An overview is provided of the various methods for analyzing biosensing data, with emphasis on information visualization approaches such as multidimensional projection techniques. Emphasis is placed on the importance of data analysis methods, with a description of traditional techniques, including the advantages and limitations of linear and non-linear methods to generate layouts that emphasize similarity/dissimilarity relationships among data instances. Particularly important are recent methods that allow processing high-dimensional data, thus taking full advantage of the capabilities of modern equipment. In this area, now referred to as e-science, the choice of appropriate data analysis methods is crucial to enhance the sensitivity and selectivity of sensors and biosensors. Two types of systems deserving attention in this context are electronic noses and electronic tongues, which are made of sensor arrays whose electrical or electrochemical responses are combined to provide "finger print" information for aromas and tastes. Examples will also be given of unprecedented detection of tropical diseases, made possible with the use of multidimensional projection techniques. Furthermore, ways of using these techniques along with other information visualization methods to optimize biosensors will be discussed.
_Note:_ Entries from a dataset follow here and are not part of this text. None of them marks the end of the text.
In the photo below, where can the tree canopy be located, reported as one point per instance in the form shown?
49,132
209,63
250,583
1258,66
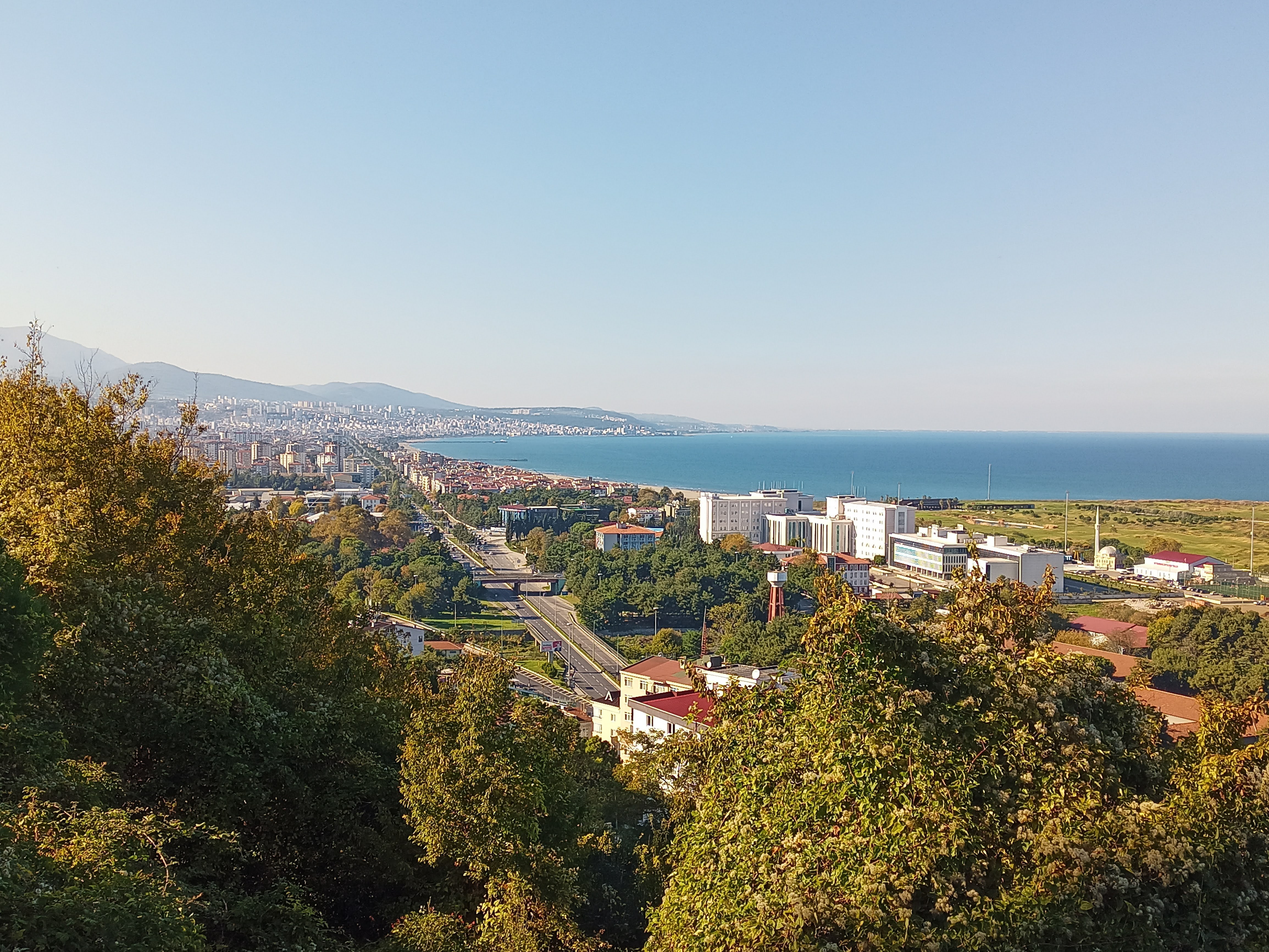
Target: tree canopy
962,786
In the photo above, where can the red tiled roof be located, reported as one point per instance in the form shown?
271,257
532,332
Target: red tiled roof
1181,711
681,704
654,667
1169,557
1136,634
1124,664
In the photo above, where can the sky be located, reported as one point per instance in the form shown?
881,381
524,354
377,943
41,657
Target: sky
842,216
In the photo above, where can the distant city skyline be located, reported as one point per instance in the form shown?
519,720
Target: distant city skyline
984,216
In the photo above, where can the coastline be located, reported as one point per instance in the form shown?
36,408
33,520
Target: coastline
1025,466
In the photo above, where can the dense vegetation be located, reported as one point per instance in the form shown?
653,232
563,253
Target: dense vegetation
483,511
681,577
962,787
1217,651
201,748
380,567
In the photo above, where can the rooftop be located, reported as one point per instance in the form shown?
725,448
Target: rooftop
620,530
682,704
1124,664
655,667
1138,634
1187,558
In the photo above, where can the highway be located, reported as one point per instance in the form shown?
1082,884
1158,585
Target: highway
582,647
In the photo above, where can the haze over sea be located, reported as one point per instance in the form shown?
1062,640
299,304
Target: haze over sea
926,463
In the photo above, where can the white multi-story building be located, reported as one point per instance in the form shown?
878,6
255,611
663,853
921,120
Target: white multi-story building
998,559
823,534
724,514
874,524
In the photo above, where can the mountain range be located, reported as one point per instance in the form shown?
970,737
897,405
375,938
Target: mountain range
67,360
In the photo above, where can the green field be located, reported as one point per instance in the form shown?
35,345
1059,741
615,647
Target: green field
1211,527
489,621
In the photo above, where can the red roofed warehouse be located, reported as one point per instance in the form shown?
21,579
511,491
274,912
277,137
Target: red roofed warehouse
1172,567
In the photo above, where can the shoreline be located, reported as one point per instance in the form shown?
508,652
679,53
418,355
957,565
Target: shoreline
945,465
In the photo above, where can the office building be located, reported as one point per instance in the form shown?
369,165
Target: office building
815,531
932,551
724,514
998,559
1172,567
619,536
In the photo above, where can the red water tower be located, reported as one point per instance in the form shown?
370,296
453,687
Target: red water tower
777,607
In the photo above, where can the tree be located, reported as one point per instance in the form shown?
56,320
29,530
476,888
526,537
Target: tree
353,554
961,786
1217,651
419,602
668,643
200,655
395,527
504,790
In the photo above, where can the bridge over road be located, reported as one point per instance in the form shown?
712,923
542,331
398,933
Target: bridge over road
521,578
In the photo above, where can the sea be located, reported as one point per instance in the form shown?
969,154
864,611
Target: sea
910,464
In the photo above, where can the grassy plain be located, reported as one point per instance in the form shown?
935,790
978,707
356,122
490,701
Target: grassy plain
1214,527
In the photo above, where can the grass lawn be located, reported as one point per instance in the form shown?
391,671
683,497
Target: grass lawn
1212,527
489,620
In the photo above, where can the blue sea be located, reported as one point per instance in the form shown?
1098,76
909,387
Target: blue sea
913,463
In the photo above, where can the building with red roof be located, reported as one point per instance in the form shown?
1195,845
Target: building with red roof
672,713
1173,567
1126,634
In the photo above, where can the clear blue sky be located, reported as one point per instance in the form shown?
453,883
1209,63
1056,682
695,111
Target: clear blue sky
999,216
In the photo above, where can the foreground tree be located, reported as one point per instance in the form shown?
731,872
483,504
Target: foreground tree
504,791
195,664
964,787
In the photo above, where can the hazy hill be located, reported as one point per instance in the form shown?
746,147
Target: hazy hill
67,360
70,361
376,394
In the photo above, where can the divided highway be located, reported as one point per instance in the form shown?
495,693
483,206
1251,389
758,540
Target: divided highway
593,663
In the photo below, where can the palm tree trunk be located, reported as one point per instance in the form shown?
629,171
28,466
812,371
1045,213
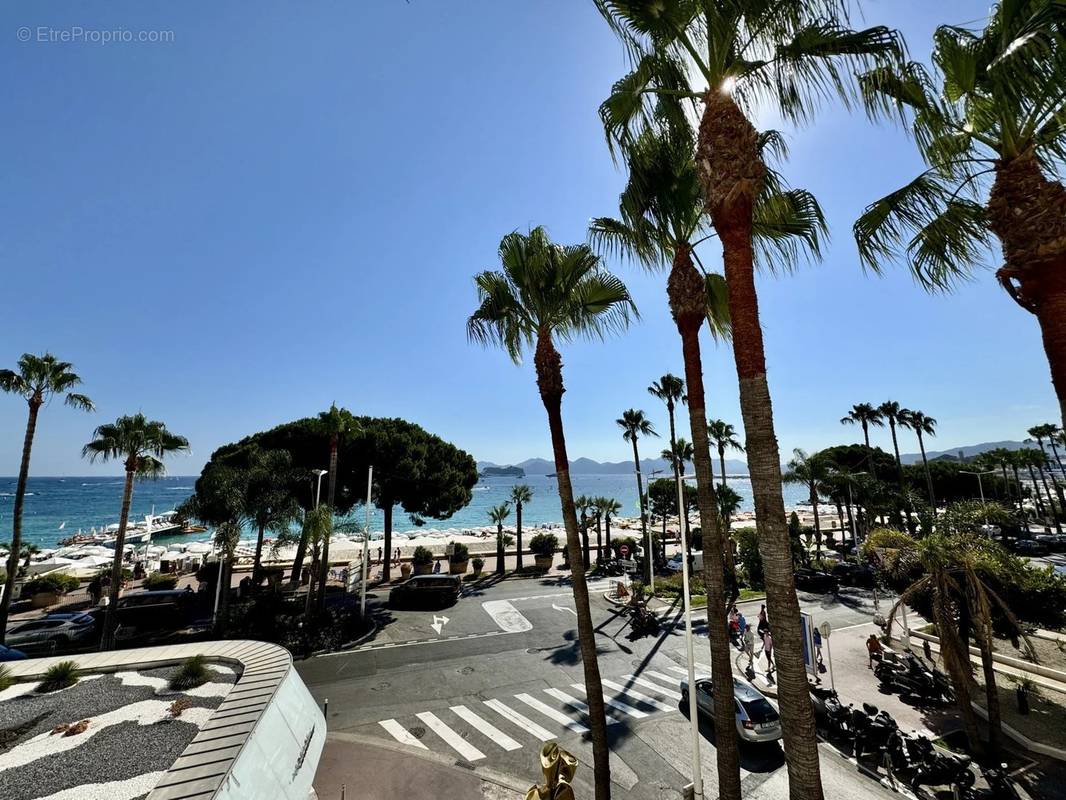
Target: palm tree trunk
929,475
645,532
518,534
111,614
257,564
728,146
549,370
687,296
16,531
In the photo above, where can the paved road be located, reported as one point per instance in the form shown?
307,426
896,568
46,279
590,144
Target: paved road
503,673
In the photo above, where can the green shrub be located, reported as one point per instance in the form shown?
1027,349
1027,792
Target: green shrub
57,581
59,676
544,544
192,673
158,581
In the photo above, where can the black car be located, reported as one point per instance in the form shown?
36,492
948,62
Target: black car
426,591
819,582
854,574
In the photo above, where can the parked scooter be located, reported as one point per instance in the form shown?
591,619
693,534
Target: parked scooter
872,729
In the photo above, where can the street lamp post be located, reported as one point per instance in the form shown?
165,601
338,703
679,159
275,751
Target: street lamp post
697,778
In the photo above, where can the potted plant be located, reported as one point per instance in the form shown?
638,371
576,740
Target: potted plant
422,560
48,589
458,560
543,546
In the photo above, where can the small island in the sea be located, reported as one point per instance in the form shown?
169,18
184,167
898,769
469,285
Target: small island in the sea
509,472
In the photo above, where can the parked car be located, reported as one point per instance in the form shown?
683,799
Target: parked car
51,630
850,574
10,654
1030,547
817,581
757,720
695,563
426,591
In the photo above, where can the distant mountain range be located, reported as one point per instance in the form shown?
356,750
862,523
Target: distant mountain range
733,466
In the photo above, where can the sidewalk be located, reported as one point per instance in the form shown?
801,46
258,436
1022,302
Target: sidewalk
370,770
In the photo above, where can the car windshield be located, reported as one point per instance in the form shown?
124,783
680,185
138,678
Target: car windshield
759,710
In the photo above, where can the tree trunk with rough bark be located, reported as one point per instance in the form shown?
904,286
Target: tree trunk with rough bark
549,371
731,173
687,300
16,531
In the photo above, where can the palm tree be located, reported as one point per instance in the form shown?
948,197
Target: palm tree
498,514
1047,431
922,426
634,425
868,416
336,425
809,470
987,122
669,388
519,496
544,293
36,380
724,435
608,507
141,444
953,570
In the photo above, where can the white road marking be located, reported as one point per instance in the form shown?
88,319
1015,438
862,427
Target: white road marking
648,684
506,617
457,744
523,722
550,713
630,692
624,707
401,734
577,704
486,728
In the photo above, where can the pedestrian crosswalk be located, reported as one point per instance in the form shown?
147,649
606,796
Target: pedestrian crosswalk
528,719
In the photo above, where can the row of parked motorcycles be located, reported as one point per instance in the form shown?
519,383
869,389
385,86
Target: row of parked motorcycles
909,758
910,677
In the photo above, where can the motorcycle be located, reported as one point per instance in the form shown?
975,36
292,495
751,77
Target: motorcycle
872,729
835,716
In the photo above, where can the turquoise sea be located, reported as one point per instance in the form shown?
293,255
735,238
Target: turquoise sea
57,508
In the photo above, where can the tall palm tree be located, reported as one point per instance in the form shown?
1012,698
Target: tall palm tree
499,514
724,435
868,416
634,425
36,380
987,122
810,470
141,444
1047,431
922,425
728,57
519,496
547,292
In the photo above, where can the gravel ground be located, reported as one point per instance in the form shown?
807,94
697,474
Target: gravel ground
118,752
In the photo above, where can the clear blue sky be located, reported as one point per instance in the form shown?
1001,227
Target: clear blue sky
285,205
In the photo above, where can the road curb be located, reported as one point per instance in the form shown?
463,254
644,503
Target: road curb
507,782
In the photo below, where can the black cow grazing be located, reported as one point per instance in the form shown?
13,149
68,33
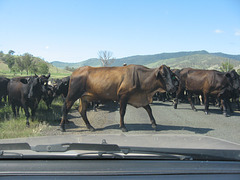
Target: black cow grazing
26,93
132,84
61,87
48,96
3,87
235,81
205,82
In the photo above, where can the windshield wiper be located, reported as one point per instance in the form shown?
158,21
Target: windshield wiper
105,150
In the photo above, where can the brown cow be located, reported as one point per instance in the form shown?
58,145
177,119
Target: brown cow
205,82
132,84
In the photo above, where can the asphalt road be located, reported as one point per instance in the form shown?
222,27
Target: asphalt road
170,121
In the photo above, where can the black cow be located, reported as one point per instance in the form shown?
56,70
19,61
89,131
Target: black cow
205,82
3,87
48,96
26,92
61,87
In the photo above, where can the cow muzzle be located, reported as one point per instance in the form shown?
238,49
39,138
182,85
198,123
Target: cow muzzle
171,88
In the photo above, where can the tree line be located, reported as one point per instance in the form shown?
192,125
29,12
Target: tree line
25,62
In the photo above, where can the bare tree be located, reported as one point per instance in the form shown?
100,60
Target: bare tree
106,58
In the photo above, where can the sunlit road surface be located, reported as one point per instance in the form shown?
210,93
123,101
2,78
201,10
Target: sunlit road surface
170,121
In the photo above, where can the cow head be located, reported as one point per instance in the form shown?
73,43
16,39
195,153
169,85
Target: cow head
235,80
44,83
61,86
168,78
35,89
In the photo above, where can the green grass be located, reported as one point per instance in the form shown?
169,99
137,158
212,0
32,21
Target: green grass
11,127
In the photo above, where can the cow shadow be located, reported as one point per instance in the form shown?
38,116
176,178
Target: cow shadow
147,127
160,104
108,106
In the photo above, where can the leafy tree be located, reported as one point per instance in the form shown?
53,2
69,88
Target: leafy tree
70,68
19,64
27,61
43,68
226,67
10,60
238,71
1,55
11,52
33,68
106,58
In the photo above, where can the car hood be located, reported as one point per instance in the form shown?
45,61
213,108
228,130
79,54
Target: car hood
144,140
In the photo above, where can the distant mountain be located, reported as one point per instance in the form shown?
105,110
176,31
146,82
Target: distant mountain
197,59
90,62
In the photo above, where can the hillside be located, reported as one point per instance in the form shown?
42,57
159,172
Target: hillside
199,61
195,59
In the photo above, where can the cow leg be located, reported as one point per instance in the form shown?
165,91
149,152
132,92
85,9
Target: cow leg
229,105
223,105
83,111
190,101
149,111
33,112
14,110
206,100
178,93
123,105
18,107
27,114
65,109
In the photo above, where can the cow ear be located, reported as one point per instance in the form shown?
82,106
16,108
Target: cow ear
48,76
157,74
228,75
24,81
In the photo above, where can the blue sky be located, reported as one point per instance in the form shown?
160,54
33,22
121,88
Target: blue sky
76,30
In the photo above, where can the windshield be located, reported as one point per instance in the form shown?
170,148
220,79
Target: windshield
149,74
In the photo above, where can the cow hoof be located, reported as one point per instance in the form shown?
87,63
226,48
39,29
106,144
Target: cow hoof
27,124
175,106
92,129
226,114
62,129
154,126
124,129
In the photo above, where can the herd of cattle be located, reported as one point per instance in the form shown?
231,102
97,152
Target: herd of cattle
133,84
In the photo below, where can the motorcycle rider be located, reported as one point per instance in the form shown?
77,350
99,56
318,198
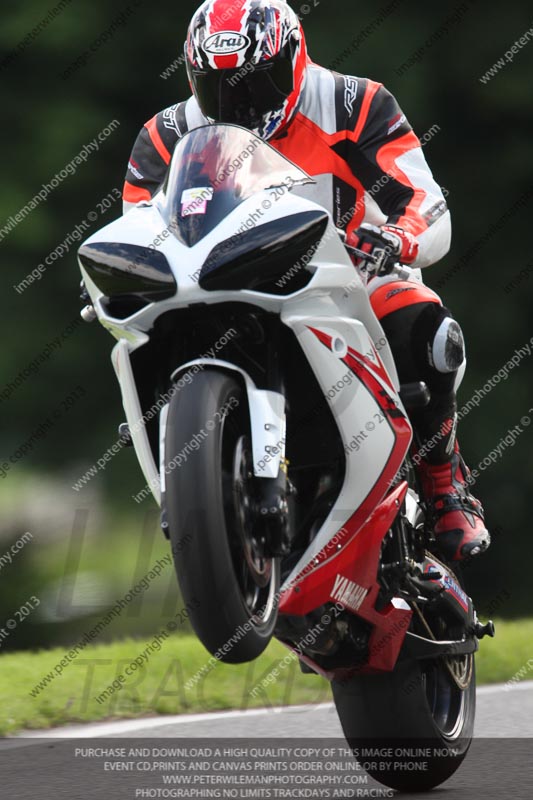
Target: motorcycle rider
247,63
In situ chemichromic studies of interactions between a lutetium bis-octaalkyl-substituted phthalocyanine and selected biological cofactors

Spin-coated films, approximately 100 nm thick, of a newly synthesized bis[octakis(octyl)phthalocyaninato] lutetium(III) complex on ultrasonically cleaned glass substrates exhibit pronounced chemichromic behaviour with potential application in healthcare. In situ kinetic optical absorption spectroscopic measurements show that the phthalocyanine Q-band is red shifted by 60 nm upon oxidation arising from exposure to bromine vapour. Recovery to the original state is achieved by the treatment of the oxidized films with nicotinamide adenine dinucleotide and l-ascorbic acid (vitamin C) in an aqueous solution containing 1.5 M lithium perchlorate. The neutralization process is found to be governed by first-order kinetics. The linear increase of the reduction rate with increasing concentration of cofactors provides a basis for calibration of analyte concentrations ranging from 3.5 mM down to 0.03 mM.